Баба Таня все улыбалась, улыбалась. И изливала на Глеба тепло. Интересно, у нее ведь не больше чем пять-шесть классов образования, но с ней совершенно легко поднимались самые сокровенные и нелегкие темы, она с небольшой подачи дописывала любые портреты никогда не виданных ею людей, легко разъясняла отношенческие головоломки. Глеб особо протаял, когда она двумя фразами обозначила всю суть бывшей тещеньки... И вдруг он увидел, как из травки под ее руку выползла небольшая серо-рябенькая, как бы плетенная из тонких телефонных проводков змейка и стала, ласкаясь, сматываться ей под ладонь. У змейки не было на голове тех знакомых ему по детским картинкам желтых пятнышек - значит, это была гадюка...

- А ты, мил человек, не боись. Она тоже тварь разумная, добро, как и все на земле, приемлет. И лаской платит.

Баба Таня все улыбалась, улыбалась... На ее плечо села крохотная малиновка. Чуток повертелась, низко опустив головку, боком строго посмотрела на Глеба, что-то пискнула и спорхнула в кусты. Баба Таня осторожно выпустила из рук змейку подальше от Глеба, проследила, как та уползла в траву.

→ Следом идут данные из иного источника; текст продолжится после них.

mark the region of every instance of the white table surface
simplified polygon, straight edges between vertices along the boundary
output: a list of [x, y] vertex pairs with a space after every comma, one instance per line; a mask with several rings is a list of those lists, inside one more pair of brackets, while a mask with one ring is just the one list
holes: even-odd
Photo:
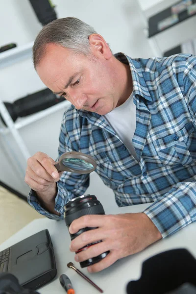
[[[122, 208], [111, 208], [107, 214], [139, 212], [149, 204], [141, 204]], [[132, 280], [139, 278], [143, 262], [158, 253], [175, 248], [186, 248], [196, 257], [196, 223], [192, 223], [165, 239], [160, 240], [143, 251], [122, 259], [109, 268], [97, 273], [89, 273], [86, 269], [81, 269], [79, 263], [74, 260], [74, 253], [70, 252], [70, 237], [64, 220], [57, 221], [40, 219], [33, 220], [14, 234], [0, 245], [0, 250], [10, 246], [31, 235], [48, 229], [54, 246], [57, 274], [52, 282], [38, 291], [41, 294], [63, 294], [66, 292], [61, 286], [59, 277], [62, 273], [67, 274], [72, 281], [75, 294], [96, 294], [99, 292], [84, 280], [67, 264], [72, 262], [75, 266], [86, 274], [105, 294], [125, 294], [126, 286]]]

- Ты баишь, что отец суров. А вот-ка меня послушай. Я те такого понарасскажу, в книжках не прочитаешь... Погоди, а нога-то как? Отходит? Так, подержи еще малость, и насовсем полегчает... Вот уж у нас батя не то слово как строг был. И своенравен. Своенравен так, что даже со своей семьей жить не смог: женился и сразу выделился. Не стал со своими родителями общее хозяйство водить. А это для наших единоверов велик грех был. Одному-то... И не потому, что в вере расхождения, а вот по его характеру. Мы поэтому уже в Курье понародились и дедов почти не знали. Он там на рудниках работал. А мать-то наша чистая была голубка. Все шепчет, бывалоча: "Как батя скажет, как батя скажет!" И чуть что, мы всегда вкруг ее спасения искали. И от бати, и соседей - мы же одни тогда в округе православные были. Кержаки, слыхал ли? Нет, наверное. Так мы и жили: домишко на самом краю, тайга в окошки заглядывала. Держались своей веры, своего укладу строго, но трудились и учились посреди никониан и коммунистов. Сами по себе, ни с теми, ни с ентими... У бати с мамой детей рожалось много, да вот выжили токмо мы с сестрицей Клавдей. Она старше меня на три года. Красавица! Такой, как она, ни в поселке, ни на рудниках не было. Я бывалоча, от зависти, как дура, изводилась. Ревела по ночам: украду у ее ленту, заплету себе в волоса и представляю себя ею. Это в темноте-то! А днем завсегда любила рядом с ней ходить. Нравилось очень смотреть, как у парней и мужиков рты отвисают... Ей срок подошел. А война только кончалась - женихов-то и не было: одни калеки и бронированные. К бате и нашенские, кержаки, подъезжали. Но он очень гордый был.